I think I'm currently the only pastor in my family, but I'm not the best theologian.

That would be Caroline, my niece who turned three last week.

Some of you may remember her from her baptism at Shepherd last year on Easter Sunday.

She was the charming little curly-haired angel with the opera level lungs who screamed

bloody murder the whole time.

Her Mom said she was teething, but I think she was just paying attention.

Like Peter before her, she was having no part of Jesus' take up your cross nonsense.

She saw the water, that powerful biblical symbol of chaos and danger and death.

From flood to exodus to Jonah to Jesus in the storm to John of Patmos, the sea has been

the primal, swirling face of death—which is why it is used in baptism.

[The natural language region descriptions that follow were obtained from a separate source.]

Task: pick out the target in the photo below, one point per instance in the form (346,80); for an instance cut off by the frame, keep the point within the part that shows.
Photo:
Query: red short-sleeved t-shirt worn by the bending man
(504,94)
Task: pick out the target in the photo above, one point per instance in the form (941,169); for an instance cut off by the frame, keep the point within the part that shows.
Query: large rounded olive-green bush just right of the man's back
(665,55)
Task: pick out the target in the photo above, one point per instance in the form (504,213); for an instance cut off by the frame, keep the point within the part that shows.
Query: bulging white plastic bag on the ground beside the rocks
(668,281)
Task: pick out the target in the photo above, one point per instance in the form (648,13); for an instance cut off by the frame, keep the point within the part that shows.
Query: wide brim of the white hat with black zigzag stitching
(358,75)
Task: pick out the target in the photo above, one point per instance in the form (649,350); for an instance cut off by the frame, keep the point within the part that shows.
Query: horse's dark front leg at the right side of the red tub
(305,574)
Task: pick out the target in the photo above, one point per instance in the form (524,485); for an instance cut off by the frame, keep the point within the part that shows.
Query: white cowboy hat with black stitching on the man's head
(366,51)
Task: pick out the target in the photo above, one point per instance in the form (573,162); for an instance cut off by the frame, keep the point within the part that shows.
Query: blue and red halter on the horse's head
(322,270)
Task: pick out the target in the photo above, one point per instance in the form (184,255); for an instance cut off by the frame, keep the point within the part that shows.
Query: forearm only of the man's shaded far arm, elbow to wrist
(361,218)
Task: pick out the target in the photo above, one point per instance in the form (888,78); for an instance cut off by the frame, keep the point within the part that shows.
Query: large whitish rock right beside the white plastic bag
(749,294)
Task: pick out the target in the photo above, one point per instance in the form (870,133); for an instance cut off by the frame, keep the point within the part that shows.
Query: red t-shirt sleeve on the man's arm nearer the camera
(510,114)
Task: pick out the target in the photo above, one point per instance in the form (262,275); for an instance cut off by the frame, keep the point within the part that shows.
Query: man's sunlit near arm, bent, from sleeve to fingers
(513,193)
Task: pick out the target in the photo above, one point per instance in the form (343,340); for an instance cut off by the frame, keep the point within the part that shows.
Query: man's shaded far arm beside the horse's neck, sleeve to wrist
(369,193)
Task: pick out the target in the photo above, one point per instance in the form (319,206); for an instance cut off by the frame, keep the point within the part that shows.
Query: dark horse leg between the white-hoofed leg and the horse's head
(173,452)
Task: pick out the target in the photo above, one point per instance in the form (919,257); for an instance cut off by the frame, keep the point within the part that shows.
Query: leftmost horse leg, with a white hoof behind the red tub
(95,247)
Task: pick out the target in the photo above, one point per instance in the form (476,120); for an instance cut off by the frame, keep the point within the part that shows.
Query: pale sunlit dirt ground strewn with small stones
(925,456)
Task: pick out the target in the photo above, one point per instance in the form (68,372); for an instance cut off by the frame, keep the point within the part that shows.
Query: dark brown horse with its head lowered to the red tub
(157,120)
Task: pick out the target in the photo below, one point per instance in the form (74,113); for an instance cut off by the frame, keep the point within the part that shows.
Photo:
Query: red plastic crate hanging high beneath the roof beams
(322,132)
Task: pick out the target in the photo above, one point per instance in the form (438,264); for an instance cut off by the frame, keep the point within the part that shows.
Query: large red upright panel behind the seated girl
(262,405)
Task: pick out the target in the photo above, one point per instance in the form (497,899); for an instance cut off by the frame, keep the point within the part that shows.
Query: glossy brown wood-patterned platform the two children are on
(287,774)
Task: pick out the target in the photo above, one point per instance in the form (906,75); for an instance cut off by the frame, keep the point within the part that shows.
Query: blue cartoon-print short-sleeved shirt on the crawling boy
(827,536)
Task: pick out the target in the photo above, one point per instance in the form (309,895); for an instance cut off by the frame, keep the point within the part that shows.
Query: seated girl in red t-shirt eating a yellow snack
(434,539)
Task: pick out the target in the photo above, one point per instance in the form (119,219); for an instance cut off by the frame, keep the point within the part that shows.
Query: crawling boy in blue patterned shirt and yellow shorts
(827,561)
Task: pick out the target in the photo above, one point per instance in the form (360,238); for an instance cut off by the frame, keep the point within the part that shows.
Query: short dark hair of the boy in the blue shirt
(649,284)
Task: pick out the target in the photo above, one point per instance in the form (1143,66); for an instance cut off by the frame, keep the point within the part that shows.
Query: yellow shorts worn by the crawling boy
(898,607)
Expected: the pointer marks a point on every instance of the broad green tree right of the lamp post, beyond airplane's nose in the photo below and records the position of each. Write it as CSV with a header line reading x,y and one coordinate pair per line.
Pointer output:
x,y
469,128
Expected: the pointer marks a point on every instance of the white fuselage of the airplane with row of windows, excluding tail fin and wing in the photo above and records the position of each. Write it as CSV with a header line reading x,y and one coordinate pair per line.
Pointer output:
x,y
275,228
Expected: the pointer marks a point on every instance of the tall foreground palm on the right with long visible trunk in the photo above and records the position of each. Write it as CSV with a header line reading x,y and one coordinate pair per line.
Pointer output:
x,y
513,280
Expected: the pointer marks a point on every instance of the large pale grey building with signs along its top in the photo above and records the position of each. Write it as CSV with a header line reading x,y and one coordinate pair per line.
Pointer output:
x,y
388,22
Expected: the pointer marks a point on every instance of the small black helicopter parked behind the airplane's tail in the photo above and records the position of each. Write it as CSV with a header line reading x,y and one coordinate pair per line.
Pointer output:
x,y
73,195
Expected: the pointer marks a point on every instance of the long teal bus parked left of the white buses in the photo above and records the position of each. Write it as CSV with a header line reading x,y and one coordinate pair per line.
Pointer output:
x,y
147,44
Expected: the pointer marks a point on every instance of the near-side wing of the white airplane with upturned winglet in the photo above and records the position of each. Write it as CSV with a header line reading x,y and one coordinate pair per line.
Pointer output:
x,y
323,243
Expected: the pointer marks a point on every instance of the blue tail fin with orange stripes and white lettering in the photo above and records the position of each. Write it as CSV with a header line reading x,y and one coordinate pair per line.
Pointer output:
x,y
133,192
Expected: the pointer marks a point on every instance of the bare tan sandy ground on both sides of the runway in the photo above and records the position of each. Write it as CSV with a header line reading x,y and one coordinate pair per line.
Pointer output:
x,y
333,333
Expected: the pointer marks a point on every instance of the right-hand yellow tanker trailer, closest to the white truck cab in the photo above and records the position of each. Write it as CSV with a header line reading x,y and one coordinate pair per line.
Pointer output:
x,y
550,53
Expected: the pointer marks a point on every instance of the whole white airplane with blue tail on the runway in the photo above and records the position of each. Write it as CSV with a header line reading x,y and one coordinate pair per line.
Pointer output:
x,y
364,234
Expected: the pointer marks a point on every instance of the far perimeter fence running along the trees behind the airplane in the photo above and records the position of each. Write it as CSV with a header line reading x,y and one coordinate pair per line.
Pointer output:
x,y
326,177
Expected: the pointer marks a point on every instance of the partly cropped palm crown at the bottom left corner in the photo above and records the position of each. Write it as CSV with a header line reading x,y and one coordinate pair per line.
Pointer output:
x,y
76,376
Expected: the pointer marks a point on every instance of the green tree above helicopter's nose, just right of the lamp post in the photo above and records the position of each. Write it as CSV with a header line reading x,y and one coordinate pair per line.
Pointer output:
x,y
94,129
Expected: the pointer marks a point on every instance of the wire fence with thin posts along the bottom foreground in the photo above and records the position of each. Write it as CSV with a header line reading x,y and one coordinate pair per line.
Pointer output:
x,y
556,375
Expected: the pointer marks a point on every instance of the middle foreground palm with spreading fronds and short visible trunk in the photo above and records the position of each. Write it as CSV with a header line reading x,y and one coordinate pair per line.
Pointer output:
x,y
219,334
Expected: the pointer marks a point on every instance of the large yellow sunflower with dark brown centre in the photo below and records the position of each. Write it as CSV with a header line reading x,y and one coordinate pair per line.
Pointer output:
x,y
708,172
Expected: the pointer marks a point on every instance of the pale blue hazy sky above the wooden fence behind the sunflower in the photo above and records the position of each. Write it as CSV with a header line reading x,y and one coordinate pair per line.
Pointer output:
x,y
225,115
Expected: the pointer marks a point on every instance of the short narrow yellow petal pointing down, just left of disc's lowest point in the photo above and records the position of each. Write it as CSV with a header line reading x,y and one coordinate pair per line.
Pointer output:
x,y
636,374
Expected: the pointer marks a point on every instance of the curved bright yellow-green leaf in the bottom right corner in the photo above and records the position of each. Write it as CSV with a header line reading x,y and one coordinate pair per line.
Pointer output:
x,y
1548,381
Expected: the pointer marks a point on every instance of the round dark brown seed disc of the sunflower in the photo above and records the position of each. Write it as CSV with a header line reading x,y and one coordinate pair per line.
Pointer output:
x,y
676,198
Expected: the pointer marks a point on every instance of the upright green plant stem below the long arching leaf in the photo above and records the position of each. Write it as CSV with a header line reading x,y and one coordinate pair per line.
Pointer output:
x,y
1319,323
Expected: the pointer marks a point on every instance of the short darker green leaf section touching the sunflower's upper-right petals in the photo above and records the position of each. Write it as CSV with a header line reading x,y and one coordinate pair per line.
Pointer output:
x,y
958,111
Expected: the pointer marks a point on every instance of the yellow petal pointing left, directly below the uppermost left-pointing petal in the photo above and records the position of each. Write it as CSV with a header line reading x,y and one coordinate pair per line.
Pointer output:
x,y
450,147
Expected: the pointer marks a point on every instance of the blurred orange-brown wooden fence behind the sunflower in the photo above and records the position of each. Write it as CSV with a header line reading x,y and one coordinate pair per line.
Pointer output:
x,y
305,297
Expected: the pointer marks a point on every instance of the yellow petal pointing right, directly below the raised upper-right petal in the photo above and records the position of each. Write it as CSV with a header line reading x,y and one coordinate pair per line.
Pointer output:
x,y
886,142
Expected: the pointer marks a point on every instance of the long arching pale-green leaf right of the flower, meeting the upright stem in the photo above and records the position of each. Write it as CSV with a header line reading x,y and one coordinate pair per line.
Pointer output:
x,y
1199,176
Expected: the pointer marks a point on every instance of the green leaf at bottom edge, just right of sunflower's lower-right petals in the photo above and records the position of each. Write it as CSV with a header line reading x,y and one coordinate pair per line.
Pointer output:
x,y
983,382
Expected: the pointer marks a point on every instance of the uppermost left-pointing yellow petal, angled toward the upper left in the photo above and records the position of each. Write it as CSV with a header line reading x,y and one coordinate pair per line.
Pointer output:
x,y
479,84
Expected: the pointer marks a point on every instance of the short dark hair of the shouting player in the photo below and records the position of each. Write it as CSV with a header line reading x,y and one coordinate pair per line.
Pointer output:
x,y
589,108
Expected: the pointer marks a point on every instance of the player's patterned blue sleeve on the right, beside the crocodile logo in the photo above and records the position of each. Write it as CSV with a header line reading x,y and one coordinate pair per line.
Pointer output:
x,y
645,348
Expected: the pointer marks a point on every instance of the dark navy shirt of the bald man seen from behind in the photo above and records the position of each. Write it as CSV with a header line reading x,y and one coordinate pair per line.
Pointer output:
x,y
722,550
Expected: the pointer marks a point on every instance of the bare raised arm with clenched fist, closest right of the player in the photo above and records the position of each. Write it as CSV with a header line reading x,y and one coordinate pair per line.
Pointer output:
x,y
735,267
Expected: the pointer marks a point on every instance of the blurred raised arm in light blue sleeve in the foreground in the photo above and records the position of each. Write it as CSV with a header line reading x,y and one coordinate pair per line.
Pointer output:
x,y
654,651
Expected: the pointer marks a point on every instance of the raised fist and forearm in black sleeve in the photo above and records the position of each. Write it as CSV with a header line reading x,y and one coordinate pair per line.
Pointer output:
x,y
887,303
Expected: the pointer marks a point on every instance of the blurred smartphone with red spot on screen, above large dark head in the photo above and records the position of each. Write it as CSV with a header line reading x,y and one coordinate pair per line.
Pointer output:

Initiates into Judaism and then Christianity had their identity drowned before being raised a new and different person.

Paul spelled it out for the Romans: Do you not know that all of us who have been baptized into Christ Jesus were baptized into his death?

Therefore we have been buried with him by baptism into death...but Caroline wanted to live.

Can you blame her?

Yes, I omitted some of the Romans reading about being raised to walk in newness of life.

Yes, Jesus said, on the third day be raised.

Yes, there is a joyous end game, but you won't get there if you try to go too quickly.

There is no shortcut or detour to glory.

You cannot find yourself before you lose yourself.

You cannot save your life until you have lost it.

Caroline didn't like that, and neither did Peter, and neither do I – who does?

Franciscan priest Richard Rohr reflects:

To grow toward love, union, salvation, or enlightenment, we must be moved from Order to Disorder and then ultimately to Reorder.

We could point to the classic “Hero’s Journey” charted by Joseph Campbell; the Four Seasons or Four Directions of most Native religions; the epic accounts of exodus, exile, and Promised Land of the Jewish people, followed by the cross, death, and resurrection narrative of Christianity.